Prior to the widespread release of ART in high-income countries in 1996, some people with HIV experienced inadvertent weight loss that in some cases could become severe. This was commonly called the wasting syndrome. When analyses were done, researchers found that affected people tended to lose muscle mass.

The causes of weight loss in untreated HIV infection are complex and may be related to intestinal inflammation and injury from infections, altered metabolism, decreased levels of hormones such as testosterone, and loss of appetite.

Once ART became available in 1996, researchers reported increased weight in patients, particularly those who had been suffering from the wasting syndrome, though this increased weight was mostly due to fat rather than muscle. Given the improved health that accompanies the use of ART, it is natural to expect some degree of weight gain over time.

Different studies

The researchers who designed the two retrospective studies that captured a signal of weight gain with dolutegravir were attempting to explore an idea to see if there was a possible trend. The next step has been done by the Italian researchers in SCOLTA, a study of an observational design. Such studies are good at finding associations but cannot prove “cause and effect”—that is, observational studies cannot prove that the use of integrase inhibitor–based regimens caused an increase in BMI.

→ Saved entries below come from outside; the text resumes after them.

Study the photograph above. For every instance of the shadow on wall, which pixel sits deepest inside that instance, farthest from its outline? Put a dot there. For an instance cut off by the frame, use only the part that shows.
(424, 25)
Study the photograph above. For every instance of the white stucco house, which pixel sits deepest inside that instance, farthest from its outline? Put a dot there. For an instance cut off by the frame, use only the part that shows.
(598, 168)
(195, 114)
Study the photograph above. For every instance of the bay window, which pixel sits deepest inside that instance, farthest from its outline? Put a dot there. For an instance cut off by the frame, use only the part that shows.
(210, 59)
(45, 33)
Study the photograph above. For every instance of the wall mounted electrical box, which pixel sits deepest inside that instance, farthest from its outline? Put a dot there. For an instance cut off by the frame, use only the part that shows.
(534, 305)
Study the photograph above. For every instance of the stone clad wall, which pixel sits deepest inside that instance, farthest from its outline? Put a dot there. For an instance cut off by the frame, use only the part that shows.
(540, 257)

More robust conclusions about weight gain can come from randomized, controlled studies, and several of these have been done and are underway or planned with dolutegravir-containing regimens. However, there is a possible issue with these studies. These randomized, controlled studies are meant to collect data for the licensure of dolutegravir-containing combinations. As such, participants will be young, relatively healthy people with HIV. Their findings may not be applicable to people in the community who are older and/or who have other health conditions.

Bear in mind

There are many issues that can play a role in weight gain. Some of them are listed below:

  • psychological and emotional – sometimes anxiety and even depression can cause people to eat more food and not have the energy to exercise; eating disorders
  • physical – injuries; osteo-arthritis affecting the joints; low back pain; not enough exercise
  • poor dietary habits
  • sleeping problems
  • biomedical – some cases of pre-diabetes and diabetes; abnormal levels of thyroid hormones; some medicines
  • aging – a general trend is that as people age they tend to gain weight

These and other factors need to be taken into account when trying to assess the impact of medicines on weight and BMI. There is much work that lies ahead to be certain about the impact of dolutegravir on weight. But, for now, the results from the Italian study suggest that a modest increase in weight can occur in people taking commonly used regimens, whether or not these regimens include integrase inhibitors.